Jika kita kaitkan dengan praja, analoginya masa equal treatment ini sama dengan masa pembinaan satuan muda praja. Pada tingkatan ini praja dianggap menjalani masa penanaman karena seluruh kegiatan diperlakukan sama. Pada masa penanaman ini kita juga memperlakukan praja dengan kegiatan yang bersifat tegas-mendidik. Hal ini dimaksudkan agar mentalitas dan disiplin praja dapat tertanam dengan baik. Dengan modal sikap disiplin yang tertanam dengan baik, proses pendidikan yang dijalani selama 4 (empat) tahun ke depan dapat berjalan lancar dan kondusif karena disiplin (discipline) telah menjadi karakter dasar (basic character) yang tertanam pada pribadi praja.

Dengan demikian dapat kita rumuskan karakteristik pola pengasuhan yang sesuai diterapkan pada tingkat Muda Praja, sebagai berikut :

1.     Muda Praja adalah masa penanaman yang sesuai untuk internalisasi bersifat doktrinal tentang idealisme yang kuat agar terbentuk mindset yang baik;

2.     Pola pembinaan (baik pemberian reward maupun punishment) harus dilakukan secara korsa untuk menumbuhkan semangat esprit de corps yang kuat;

3.     Sedapat mungkin tidak membiarkan celah kesalahan agar mereka senantiasa menaati aturan kapan pun dan di mana pun;

4.     Porsi pembinaan fisik (lari,push up,sit up,dll.) harus diberikan dengan jumlah yang besar agar terbentuk praja yang mempunyai kekuatan fisik dan postur tubuh yang baik;

5.     Proporsi aktualisasi diri cukup diberikan dengan perbandingan 20 : 80, di mana 20% diberikan pada mereka untuk mengaktualisasikan diri dan selebihnya (80%) ditentukan oleh pihak pengasuhan.

 Masa Pertumbuhan (Madya Praja)

Setelah bibit tanaman terseleksi dengan baik dan dilanjutkan dengan pola penanaman yang tepat, selanjutnya yang akan dialami tanaman adalah masa pertumbuhan (growth process). Pada masa ini tanaman mengalami fase lanjutan dimana sel-sel bertambah banyak dan besar hingga membentuk sel-sel baru yang lebih matang. Dalam pengertian secara biologis yang dimaksud dengan pertumbuhan adalah proses pertambahan jumlah dan ukuran sel yang bersifat permanen (tetap), tidak bisa balik (irreversible), dan dapat dinyatakan secara kuantitatif. Hal ini menandakan bahwa setelah mengalami proses ini, tumbuhan tidak dapat kembali pada sifat selnya yang dimiliki sebelumnya.

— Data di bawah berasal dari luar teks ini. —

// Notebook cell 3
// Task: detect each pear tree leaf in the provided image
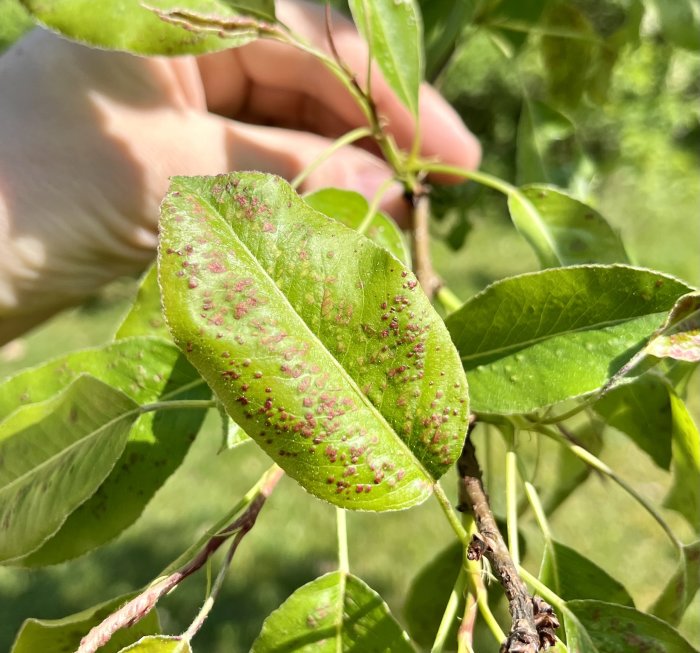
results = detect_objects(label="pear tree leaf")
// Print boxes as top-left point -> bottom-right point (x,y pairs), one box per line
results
159,173 -> 469,510
650,540 -> 700,626
0,337 -> 211,566
645,292 -> 700,363
664,393 -> 700,533
564,600 -> 698,653
0,375 -> 139,562
251,571 -> 414,653
540,540 -> 634,607
508,184 -> 628,265
348,0 -> 424,117
304,188 -> 411,267
593,374 -> 673,469
446,265 -> 688,414
403,540 -> 464,649
10,593 -> 160,653
119,635 -> 192,653
114,265 -> 170,340
23,0 -> 272,55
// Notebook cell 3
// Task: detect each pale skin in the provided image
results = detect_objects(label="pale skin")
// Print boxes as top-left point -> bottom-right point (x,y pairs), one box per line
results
0,0 -> 481,344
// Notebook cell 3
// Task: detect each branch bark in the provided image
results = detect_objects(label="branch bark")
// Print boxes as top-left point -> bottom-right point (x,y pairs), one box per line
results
76,468 -> 284,653
457,428 -> 559,653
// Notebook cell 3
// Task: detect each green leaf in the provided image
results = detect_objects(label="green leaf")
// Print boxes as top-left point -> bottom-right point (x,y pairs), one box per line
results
119,635 -> 192,653
304,188 -> 411,267
348,0 -> 423,117
0,337 -> 211,566
114,265 -> 170,340
593,374 -> 673,469
516,98 -> 585,187
650,541 -> 700,626
540,540 -> 634,607
251,571 -> 413,653
24,0 -> 267,55
508,185 -> 627,265
645,292 -> 700,363
446,265 -> 687,414
159,173 -> 469,510
0,376 -> 138,561
540,0 -> 599,107
404,541 -> 464,648
418,0 -> 478,82
664,393 -> 700,532
564,601 -> 698,653
647,0 -> 700,52
10,593 -> 160,653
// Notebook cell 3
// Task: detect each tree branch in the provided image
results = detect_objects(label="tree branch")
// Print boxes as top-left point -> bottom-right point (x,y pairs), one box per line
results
76,467 -> 284,653
457,429 -> 559,653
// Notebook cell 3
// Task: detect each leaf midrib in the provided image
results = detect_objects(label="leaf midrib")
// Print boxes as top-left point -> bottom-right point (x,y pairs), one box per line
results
191,188 -> 436,484
460,311 -> 665,361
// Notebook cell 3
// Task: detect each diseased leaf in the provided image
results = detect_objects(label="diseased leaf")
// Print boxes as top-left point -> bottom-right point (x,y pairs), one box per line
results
664,393 -> 700,532
404,540 -> 464,648
0,376 -> 138,562
0,338 -> 211,566
114,264 -> 170,340
564,601 -> 698,653
508,185 -> 627,265
251,571 -> 414,653
159,173 -> 469,510
593,374 -> 673,469
24,0 -> 270,55
540,540 -> 634,607
119,635 -> 192,653
645,293 -> 700,363
304,188 -> 411,267
446,265 -> 687,414
10,594 -> 160,653
348,0 -> 424,117
650,541 -> 700,626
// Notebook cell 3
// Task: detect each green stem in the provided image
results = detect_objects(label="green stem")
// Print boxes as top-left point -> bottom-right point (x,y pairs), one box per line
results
529,424 -> 683,552
433,481 -> 470,549
291,127 -> 372,190
335,508 -> 350,574
430,567 -> 467,653
357,177 -> 396,234
139,399 -> 217,413
435,286 -> 464,313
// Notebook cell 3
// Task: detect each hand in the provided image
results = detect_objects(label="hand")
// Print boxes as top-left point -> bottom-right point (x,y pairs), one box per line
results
0,1 -> 480,343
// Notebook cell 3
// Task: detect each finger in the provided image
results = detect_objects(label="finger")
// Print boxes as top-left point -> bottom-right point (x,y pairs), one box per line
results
200,2 -> 481,176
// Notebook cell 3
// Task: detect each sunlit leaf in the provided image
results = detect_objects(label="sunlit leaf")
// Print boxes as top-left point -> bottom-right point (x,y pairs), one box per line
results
0,376 -> 138,561
24,0 -> 270,55
508,185 -> 627,265
114,265 -> 170,340
304,188 -> 411,266
159,173 -> 468,510
0,338 -> 211,566
348,0 -> 423,116
593,374 -> 673,469
10,594 -> 160,653
540,540 -> 634,607
650,541 -> 700,626
251,571 -> 414,653
664,393 -> 700,532
403,540 -> 464,648
446,265 -> 687,414
564,601 -> 697,653
645,293 -> 700,363
119,635 -> 192,653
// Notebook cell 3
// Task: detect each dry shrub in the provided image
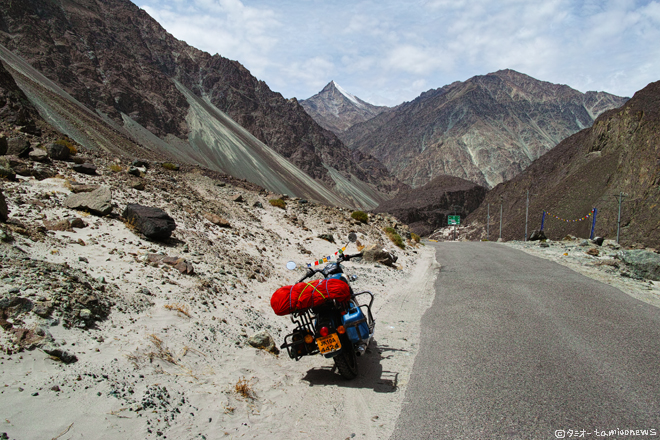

Mengacu pada pengertian pertumbuhan di atas, pada tahap ini praja akan mengalami proses penambahan pengetahuan dan kemandirian dalam bertindak. Praja tidak perlu lagi diperlakukan sekeras perlakuan pada masa penanaman. Sikap (attitude) praja yang disiplin telah diperoleh pada  masa sebelumnya, sehingga pada tahap ini pola pembinaan (equal treatment) dapat dikurangi. Hal yang harus dilakukan pada tahap ini adalah menambahkan berbagai pengetahuan baru dan mulai mematangkan praja dalam hal bersikap. Lebih kongkritnya bagaimana caranya agar mindset yang terbentuk pada diri masing-masing praja bahwa disiplin bukan karena takut aturan, tetapi disiplin sebagai sebuah kebutuhan yang harus dipenuhi.

Berkaitan dengan sifat irreversible, ketika praja mengalami masa pertumbuhan seharusnya apapun yang telah ia dapatkan (baik knowledge maupun skill) tidak boleh berkurang (diminished) maupun kembali (returned) pada kemampuan awalnya. Artinya proses pertumbuhan praja harus tumbuh (growing) ke arah yang positif, bukan sebaliknya menjadi berkurang ataupun kembali ke proses awal dimana ia mulai. Inilah hal yang harusnya diwaspadai pada proses pengasuhan di IPDN bahwa seringkali terjadi degradasi atau penurunan tingkat pengetahuan praja disebabkan adanya pola pengasuhan yang belum tepat.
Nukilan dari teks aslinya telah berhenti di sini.